Summary Table: Vocal Babbling vs. Manual Babbling

| Vocal Babbling | Manual Babbling |
|---|---|
| Meaningless phonological productions that conform to broad rules for syllable structure of spoken language; Begins between 6–9 months old; First spoken words around 12–13 months; Produced in rhythmic, temporally oscillating bundles; Shares phonological properties with spoken language; Produced only by hearing children Dependent upon auditory feedback; ; Improved by vocal motherese; Triggered by patterned input of spoken linguistic environment; Reinforced by auditory feedback; | Meaningless phonological productions that conform to broad rules for syllable structure of signed language; Begins between 6–9 months old; First signed words around 8–10 months; Produced in rhythmic, temporally oscillating bundles; Shares phonological properties with signed language; Produced by both deaf and hearing children 40% to 70% of manual activity in deaf children and less than 10% of manual activity in hearing children; ; Improved by sign motherese; Triggered by patterned input of signed linguistic environment; The role of visual feedback in manual babbling and sign language acquisition is currently unknown; |

==Supporting evidence==
In a study by Adrianne Cheek, Kearsy Cormier, Christian Rathmarm, Ann Repp, and Richard Meier, they found similarities between babbles and first signs. The analysis of the properties of babbles and signs showed that all infants produced a relaxed hand with all fingers extended more often than any other hand shape; the same held for deaf infants in first signs. Infants also displayed downward movements more often for babbles and signs than any other movement category. Finally, babies demonstrated a preference for one-handed babbles over two-handed ones. Deaf babies maintained this preference by producing more one-handed signs than two-handed signs. For palm orientation, subjects predominately babbled or signed with palms down.

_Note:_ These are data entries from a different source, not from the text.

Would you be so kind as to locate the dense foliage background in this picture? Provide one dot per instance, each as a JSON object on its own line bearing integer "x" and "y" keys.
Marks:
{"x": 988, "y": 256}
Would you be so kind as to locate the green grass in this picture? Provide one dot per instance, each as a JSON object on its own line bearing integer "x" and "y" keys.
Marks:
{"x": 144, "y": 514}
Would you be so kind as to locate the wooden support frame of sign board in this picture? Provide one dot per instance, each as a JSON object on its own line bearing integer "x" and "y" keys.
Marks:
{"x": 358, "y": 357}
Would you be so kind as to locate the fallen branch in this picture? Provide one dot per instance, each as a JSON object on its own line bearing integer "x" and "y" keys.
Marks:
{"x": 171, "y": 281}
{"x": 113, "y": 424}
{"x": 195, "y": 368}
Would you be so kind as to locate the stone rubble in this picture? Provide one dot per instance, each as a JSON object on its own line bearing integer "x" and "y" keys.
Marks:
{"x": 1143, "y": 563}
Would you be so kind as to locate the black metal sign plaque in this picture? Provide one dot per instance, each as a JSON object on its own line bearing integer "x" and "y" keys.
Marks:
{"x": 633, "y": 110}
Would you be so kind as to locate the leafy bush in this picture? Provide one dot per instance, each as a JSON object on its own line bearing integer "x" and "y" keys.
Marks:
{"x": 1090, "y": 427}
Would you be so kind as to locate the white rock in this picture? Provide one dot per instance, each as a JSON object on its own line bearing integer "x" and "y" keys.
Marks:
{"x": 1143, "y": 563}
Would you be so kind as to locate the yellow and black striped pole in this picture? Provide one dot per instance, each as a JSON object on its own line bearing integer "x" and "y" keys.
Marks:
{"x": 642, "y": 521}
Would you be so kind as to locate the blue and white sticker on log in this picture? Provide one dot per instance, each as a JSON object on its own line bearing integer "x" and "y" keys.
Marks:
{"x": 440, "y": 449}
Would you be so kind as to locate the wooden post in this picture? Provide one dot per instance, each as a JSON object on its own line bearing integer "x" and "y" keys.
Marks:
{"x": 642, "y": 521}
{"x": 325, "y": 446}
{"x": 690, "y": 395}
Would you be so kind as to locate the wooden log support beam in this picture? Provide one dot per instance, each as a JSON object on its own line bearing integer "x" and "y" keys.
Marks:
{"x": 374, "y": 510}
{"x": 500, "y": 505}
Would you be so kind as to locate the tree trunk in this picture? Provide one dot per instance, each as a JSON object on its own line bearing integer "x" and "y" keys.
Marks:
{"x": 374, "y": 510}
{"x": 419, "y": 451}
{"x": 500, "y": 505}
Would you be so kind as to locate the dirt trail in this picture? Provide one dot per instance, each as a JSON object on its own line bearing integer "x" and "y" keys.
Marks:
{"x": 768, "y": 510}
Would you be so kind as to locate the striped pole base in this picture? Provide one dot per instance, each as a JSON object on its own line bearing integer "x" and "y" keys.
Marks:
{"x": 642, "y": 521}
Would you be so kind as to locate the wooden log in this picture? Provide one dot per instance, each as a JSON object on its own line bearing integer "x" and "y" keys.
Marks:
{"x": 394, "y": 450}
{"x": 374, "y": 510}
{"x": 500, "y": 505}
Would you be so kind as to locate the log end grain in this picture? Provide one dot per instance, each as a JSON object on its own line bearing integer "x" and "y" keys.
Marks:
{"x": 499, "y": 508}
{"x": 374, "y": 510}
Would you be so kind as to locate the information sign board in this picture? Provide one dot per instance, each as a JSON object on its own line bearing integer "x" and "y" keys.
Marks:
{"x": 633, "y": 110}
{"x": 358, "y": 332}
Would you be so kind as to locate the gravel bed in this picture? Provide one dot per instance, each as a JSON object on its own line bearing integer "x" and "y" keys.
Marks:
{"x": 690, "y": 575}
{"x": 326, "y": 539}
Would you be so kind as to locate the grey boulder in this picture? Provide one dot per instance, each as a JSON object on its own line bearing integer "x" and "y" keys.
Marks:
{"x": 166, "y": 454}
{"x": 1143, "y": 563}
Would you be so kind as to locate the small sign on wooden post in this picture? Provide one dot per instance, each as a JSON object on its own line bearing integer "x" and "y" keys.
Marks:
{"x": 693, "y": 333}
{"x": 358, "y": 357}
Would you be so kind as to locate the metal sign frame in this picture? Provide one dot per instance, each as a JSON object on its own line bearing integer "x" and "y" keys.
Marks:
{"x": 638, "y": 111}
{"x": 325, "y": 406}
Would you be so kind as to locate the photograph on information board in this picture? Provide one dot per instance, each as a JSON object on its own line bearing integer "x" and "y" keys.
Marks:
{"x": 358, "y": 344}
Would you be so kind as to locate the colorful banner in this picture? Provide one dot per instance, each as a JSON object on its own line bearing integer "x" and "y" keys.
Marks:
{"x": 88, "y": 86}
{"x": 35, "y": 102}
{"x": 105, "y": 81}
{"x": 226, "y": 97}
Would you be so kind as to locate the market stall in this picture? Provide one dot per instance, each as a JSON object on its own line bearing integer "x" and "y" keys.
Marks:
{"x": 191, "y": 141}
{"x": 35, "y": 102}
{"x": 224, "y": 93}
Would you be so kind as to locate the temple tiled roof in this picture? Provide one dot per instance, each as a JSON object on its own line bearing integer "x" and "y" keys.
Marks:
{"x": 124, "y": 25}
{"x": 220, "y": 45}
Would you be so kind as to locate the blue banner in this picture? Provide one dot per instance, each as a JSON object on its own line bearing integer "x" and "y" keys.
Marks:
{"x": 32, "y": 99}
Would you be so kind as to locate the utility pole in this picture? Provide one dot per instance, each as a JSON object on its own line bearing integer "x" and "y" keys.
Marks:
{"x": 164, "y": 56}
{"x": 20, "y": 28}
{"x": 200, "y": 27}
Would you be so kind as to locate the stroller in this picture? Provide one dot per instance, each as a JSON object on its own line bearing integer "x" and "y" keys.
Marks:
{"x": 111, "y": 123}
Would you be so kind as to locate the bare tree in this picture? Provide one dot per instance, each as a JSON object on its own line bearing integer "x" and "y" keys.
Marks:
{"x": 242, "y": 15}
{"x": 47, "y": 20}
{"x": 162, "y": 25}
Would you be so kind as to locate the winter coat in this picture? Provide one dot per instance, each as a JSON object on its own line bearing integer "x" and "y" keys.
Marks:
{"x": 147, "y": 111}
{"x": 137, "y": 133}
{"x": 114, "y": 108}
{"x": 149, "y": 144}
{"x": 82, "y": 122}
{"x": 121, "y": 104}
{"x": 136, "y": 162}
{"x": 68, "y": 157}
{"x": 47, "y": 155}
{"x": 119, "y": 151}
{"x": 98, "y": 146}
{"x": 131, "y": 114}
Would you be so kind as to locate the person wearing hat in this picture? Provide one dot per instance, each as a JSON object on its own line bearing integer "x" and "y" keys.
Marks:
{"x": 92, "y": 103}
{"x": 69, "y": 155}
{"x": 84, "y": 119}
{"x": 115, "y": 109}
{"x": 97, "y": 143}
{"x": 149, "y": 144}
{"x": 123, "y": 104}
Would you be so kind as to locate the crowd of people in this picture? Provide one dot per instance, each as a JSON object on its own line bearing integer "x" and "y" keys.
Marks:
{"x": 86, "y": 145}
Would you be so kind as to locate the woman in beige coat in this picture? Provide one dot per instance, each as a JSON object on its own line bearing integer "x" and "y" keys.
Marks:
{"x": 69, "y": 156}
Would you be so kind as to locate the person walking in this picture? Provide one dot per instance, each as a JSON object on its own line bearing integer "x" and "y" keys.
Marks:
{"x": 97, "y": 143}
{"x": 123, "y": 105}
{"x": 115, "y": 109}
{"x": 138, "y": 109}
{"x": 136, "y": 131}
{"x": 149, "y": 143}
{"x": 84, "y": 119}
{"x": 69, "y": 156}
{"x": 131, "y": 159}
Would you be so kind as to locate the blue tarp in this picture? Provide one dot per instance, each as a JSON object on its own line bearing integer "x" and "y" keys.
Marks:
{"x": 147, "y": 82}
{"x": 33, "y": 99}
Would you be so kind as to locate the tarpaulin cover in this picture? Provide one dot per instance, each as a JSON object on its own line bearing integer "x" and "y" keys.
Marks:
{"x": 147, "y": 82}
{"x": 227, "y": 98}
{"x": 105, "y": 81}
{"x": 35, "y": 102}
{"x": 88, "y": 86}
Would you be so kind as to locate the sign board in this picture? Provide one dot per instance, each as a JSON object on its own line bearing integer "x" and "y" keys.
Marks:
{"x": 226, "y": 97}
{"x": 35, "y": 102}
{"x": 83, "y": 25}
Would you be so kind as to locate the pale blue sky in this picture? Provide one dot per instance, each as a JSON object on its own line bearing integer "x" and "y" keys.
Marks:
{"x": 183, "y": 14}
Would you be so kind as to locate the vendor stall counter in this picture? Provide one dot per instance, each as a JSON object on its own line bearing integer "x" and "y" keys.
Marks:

Kearsy Cormier, Claude Mauk, and Ann Repp conducted an observational study of the natural behaviors of hearing and deaf infants. They utilized a global approach to manual babbling in their coding, as suggested by Meier and Willerman. The two goals of their study were: “(1) Specify the time course of manual babbling in deaf and hearing infants; and (2) Examine the relationship between manual babbling and the onset of communicative gestures” (Cormier, 1998, p. 57). The results support the predictions and claims made previously by Meier and Willerman which found most early gestural behavior is a result of motor development in addition to linguistic influences. What's more, deaf children usually produced more referential gestures, specifically referential pointing, than hearing children, which could be the result of their distinct linguistic environments. For example, pointing becomes essential for deaf children learning sign language. While hearing children also engage in pointing behavior, it will always be an added gesture that is not required by the spoken language. The study concludes that, while a child’s early communicative gestures are partially determined by linguistic environment, manual babbling is mainly influenced by motor development, which occurs in both deaf and hearing children. This finding differs from the initial research conducted by Pettito and Marentette, which found that manual babbling is mainly influenced by linguistic development. Pettito addressed this in a subsequent study and concluded that these differences were derived from the different coding methods used (Meier and Willerman's method used a more general definition of manual babbling than Pettito and Marentette had developed) (Pettito, 2004).